On the other hand, Original Medicare, just Part A, hospital insurance, and Part B, medical insurance, has no limit on out-of-pocket costs. For example, when receiving outpatient services under Part B, there is a deductible of $233 this year ($226 in 2023) and then 20% coinsurance with no cap. A beneficiary could face unlimited medical costs, possibly totaling considerably more than an Advantage plan’s maximum limit.

However, there’s one big BUT you need to know about and does mention that when talking about limits. With Original Medicare, “there’s no yearly limit on what you pay out-of-pocket, unless you have supplemental coverage – like Medicare Supplement Insurance (Medigap).”

Once enrolled in Part A and Part B, a Medicare beneficiary can choose to purchase a Medicare supplement plan, commonly known as a Medigap policy. Plans are standardized by letters in 47 states. Each letter plan offers a different combination of benefits and cost sharing that comes with predictable out-of-pocket costs. For example, the increasingly popular Plan G covers every Original Medicare cost, except the Part B deductible. The plan doesn’t have a maximum limit because the beneficiary’s costs are capped at the Part B deductible, which will be $226 in 2023.

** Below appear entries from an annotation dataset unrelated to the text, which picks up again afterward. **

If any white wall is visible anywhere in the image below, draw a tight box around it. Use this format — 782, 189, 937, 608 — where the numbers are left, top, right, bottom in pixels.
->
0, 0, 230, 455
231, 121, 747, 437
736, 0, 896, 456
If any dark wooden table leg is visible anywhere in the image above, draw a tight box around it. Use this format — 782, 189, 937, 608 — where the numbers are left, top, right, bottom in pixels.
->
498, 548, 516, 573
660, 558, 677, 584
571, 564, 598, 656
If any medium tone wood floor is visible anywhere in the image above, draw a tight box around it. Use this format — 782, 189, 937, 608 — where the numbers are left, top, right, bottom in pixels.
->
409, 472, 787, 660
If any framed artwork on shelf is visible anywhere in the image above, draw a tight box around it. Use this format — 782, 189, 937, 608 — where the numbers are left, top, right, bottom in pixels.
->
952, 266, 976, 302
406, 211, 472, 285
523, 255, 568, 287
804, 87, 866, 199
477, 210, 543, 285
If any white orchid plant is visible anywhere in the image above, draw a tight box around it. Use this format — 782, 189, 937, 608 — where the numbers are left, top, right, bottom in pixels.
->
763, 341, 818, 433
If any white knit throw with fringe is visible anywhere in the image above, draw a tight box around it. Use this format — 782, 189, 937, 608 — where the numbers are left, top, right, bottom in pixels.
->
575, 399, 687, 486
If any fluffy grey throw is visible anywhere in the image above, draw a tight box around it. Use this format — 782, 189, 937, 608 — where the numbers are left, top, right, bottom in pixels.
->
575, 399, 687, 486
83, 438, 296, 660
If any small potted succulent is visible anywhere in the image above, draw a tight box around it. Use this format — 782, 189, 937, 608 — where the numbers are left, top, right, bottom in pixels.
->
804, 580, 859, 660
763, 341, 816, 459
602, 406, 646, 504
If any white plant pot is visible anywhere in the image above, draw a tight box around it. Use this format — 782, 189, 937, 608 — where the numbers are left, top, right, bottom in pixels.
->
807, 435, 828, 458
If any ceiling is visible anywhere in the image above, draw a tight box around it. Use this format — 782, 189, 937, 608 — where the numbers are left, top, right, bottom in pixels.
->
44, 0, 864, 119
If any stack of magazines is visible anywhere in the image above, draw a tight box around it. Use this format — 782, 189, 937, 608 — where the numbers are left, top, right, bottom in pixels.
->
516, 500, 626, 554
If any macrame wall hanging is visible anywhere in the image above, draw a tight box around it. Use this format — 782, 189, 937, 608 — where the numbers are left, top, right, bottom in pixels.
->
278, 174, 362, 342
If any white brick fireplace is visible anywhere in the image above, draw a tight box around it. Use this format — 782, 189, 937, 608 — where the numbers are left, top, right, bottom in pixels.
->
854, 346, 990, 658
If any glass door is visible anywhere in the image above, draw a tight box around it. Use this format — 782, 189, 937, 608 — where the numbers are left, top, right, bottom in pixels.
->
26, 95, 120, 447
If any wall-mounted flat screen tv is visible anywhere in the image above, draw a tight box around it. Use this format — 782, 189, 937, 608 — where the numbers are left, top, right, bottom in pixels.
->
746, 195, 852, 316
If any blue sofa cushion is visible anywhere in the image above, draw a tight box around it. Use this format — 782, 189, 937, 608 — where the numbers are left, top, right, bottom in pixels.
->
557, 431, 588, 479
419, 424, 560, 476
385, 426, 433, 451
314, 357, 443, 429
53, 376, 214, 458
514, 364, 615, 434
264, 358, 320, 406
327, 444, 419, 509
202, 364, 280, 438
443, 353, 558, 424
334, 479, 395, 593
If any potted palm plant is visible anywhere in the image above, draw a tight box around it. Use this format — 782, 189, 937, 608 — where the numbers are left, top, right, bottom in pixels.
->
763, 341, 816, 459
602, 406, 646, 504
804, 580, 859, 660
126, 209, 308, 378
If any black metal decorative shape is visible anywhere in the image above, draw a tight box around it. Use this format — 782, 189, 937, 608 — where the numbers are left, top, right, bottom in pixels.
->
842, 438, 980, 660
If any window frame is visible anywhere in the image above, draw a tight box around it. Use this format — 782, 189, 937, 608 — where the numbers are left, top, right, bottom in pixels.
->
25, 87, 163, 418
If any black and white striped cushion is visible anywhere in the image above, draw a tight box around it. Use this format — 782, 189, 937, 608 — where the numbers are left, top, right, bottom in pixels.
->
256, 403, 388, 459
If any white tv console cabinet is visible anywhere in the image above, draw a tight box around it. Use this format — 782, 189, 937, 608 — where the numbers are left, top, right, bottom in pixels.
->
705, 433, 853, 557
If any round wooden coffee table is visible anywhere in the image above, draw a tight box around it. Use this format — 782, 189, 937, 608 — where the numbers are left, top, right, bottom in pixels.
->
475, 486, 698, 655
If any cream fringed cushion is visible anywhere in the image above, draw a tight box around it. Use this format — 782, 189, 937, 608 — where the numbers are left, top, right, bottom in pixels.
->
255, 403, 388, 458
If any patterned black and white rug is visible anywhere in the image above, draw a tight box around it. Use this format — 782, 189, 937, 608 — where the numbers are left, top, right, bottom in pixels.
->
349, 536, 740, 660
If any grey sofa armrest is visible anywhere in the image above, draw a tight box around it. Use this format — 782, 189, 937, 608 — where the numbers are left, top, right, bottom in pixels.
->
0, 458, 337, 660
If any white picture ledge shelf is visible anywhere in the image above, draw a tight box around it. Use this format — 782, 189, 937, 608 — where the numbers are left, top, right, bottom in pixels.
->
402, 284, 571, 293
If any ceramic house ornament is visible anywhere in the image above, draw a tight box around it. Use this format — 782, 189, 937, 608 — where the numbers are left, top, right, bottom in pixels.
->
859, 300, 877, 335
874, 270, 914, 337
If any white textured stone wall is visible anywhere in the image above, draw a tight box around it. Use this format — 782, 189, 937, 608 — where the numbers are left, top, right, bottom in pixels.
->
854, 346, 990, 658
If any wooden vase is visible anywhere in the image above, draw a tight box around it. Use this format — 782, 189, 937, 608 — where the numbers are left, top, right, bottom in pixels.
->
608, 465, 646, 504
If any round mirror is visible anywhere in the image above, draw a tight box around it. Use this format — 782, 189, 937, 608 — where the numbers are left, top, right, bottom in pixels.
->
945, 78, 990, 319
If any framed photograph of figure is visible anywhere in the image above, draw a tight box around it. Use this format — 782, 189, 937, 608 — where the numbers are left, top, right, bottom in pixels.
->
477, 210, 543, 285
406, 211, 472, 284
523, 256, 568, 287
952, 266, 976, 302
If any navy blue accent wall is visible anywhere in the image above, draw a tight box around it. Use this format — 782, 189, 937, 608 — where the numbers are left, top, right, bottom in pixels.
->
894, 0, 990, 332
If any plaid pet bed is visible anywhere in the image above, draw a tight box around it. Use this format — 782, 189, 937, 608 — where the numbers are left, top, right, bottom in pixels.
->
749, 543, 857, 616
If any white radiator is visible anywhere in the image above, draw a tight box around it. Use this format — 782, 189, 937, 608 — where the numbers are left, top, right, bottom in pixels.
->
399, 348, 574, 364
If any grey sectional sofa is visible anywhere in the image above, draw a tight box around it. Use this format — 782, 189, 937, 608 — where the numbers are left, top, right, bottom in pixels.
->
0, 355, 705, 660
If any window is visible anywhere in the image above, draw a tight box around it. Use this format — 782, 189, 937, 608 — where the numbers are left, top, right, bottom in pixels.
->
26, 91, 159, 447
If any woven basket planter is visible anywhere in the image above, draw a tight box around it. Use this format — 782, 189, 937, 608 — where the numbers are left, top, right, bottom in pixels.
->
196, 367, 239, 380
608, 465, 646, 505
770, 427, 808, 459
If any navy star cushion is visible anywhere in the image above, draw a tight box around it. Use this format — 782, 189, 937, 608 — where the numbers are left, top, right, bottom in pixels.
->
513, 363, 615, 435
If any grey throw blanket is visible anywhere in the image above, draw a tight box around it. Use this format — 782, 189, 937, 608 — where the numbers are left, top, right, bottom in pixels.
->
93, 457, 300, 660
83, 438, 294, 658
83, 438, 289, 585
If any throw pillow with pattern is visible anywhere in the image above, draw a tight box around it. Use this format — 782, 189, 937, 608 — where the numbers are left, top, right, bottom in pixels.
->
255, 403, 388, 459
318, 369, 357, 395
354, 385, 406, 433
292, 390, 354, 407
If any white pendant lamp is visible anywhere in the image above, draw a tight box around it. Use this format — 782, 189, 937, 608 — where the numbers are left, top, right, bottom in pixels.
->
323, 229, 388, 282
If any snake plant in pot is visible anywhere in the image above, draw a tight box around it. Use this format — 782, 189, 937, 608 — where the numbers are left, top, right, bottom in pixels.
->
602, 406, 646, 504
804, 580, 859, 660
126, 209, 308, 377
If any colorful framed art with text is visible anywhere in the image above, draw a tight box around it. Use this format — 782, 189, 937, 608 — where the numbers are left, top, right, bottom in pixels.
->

(Two notes: Medigap Plan K and Plan L do have out-of-pocket maximums. That’s because the beneficiary pays 50% and 25% for most services in these plans. Massachusetts, Minnesota, and Wisconsin have their own standardization models, but plans work the same way.)

Bottom line: Medicare Advantage doesn’t always cost less

It’s very possible that Original Medicare with a Medigap policy Plan G can cost less than a Medicare Advantage plan for those with medical issues. Check out these two situations.

  • A beneficiary in Chicago broke her hip. Her medical care included an emergency room visit, x-rays, an MRI, hospital admission, a skilled nursing facility stay, and outpatient physical therapy. With Original Medicare and Plan G, her total costs were capped at $1,637 (monthly premium of $117 plus $233). Copayments with a Medicare Advantage PPO (preferred provider organization) plan totaled $3,140.
  • Another beneficiary living in New York may need chemotherapy treatments in 2023. If he has Original Medicare with a Medigap Plan G, his annual cost would be $2,662 (monthly premium of $203 plus the Part B deductible of $226). If he has a Medicare Advantage HMO (health maintenance organization) plan, he would pay 20% of the treatments, up to an out-of-pocket maximum of $6,500.

Here’s a little sage advice if you’re getting ready to shop for Medicare coverage to limit your out-of-pocket costs.

  • If you choose a Medicare supplement plan, you will pay monthly premiums and then have predictable out-of-pocket costs. You’ll also need to add a Part D, prescription drug plan.
  • If electing Medicare Advantage, check the benefits and coverage rules; then, pay attention to the costs for services you may need. Consider setting aside funds to cover the plan’s maximum limit, just in case.